By Umair Irfan
Vox, Jan. 30, 2022
Clean energy is rapidly rising on the Texas power grid, but regulators in the Lone Star State are now considering a plan that could give fossil fuels a boost.
The zero greenhouse gas emissions trio — wind, solar, and nuclear energy — provided more than 40 percent of electricity in the state in 2022. It was a year when several Texas cities experienced their hottest summers on record, driving electricity demand to its highest levels ever as fans and air conditioners switched on. Winter proved stressful too, with freezing temperatures last month pushing winter electricity peaks to record-high levels, narrowly avoiding outages.
Texas wasn’t alone. Over the past year, states like California have faced their own brushes with blackouts as searing temperatures drove up electricity consumption while the ongoing drought in the Western US throttled power supplies. Throughout the country, renewable energy is growing, but so are threats to the power grid. Utility regulators are trying to come up with ways to cope, and Texas — the largest energy producer in the US — could provide critical lessons.
However, Texas has some unique factors at play.
Texas leads the US in oil and natural gas production, but it’s also number one in wind power. Solar production in the state has almost tripled in the past three years. Part of the reason is that Texas is particularly suited to renewable energy on its grid. Wind turbines and solar panels in Texas have a high degree of “complementarity,” so shortfalls in one source are often matched by increases in another, smoothing out power production and reducing the need for other generators to step in. That has eased the integration of intermittent energy sources on the grid.
Coal, meanwhile, has lost more than half of its share in Texas since 2006. For a long time and across much of the country, the story was that cheap natural gas from hydraulic fracturing was eating coal’s lunch on the power grid.
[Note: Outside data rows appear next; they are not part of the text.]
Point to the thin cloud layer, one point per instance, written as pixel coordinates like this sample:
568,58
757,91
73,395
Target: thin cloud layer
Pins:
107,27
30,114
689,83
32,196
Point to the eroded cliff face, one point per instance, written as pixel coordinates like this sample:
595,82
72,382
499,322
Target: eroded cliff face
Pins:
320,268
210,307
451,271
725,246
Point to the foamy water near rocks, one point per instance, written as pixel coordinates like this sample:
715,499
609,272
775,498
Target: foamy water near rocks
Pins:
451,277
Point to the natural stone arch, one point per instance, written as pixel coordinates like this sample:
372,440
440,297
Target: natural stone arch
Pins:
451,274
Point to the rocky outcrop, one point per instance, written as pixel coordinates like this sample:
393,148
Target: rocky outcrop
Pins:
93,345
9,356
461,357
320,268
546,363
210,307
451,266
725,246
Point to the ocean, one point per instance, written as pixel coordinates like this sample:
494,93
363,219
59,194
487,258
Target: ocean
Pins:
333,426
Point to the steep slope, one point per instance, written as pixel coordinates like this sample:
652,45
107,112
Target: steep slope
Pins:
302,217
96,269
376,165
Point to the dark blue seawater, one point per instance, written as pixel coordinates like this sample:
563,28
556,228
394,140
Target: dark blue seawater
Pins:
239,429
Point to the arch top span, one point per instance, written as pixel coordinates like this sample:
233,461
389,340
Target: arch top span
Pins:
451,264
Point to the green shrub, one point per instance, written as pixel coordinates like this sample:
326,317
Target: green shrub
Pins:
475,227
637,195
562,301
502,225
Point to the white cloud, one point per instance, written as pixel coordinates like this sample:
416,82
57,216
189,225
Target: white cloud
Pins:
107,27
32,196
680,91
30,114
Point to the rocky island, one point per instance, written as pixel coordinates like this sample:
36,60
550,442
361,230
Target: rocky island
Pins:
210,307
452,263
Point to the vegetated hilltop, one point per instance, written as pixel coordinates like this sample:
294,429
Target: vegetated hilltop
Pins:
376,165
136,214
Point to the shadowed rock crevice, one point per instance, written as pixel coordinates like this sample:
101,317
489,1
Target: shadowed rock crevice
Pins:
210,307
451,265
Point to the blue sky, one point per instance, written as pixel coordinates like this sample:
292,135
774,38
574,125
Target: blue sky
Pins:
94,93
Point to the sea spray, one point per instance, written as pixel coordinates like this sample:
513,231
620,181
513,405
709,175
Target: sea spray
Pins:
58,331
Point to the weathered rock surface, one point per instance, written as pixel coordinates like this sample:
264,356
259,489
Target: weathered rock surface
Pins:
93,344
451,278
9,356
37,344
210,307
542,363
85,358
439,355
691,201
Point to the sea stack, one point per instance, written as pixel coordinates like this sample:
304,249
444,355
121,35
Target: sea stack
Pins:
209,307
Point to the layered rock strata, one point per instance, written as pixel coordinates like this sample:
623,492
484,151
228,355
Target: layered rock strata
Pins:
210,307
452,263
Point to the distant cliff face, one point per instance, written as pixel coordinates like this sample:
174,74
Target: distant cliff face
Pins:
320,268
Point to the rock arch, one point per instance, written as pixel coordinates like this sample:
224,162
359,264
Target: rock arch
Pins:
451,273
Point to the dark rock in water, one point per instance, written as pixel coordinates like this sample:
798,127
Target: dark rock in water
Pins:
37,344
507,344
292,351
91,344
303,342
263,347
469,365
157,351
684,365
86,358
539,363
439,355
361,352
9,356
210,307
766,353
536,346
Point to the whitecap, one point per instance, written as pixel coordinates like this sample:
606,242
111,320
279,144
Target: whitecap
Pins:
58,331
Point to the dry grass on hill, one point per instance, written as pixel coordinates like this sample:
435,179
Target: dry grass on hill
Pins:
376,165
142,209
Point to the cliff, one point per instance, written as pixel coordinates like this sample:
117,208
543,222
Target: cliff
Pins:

Coal was also facing tougher environmental regulations like stricter limits on mercury, requiring coal power plants to upgrade their equipment, and raising electricity production costs.
“The combination of the environmental regulations that are tightening and the cheapness [of competitors] mean that coal has trouble competing in the market,” said Michael Webber, a professor of energy resources at the University of Texas at Austin.
But in Texas, natural gas’s share of the electricity mix has been holding around 40 percent for more than a decade. On the other hand, renewable energy has surged as coal withered. Wind alone started beating out coal in 2019 and is now the second-largest source of electricity behind natural gas in the state.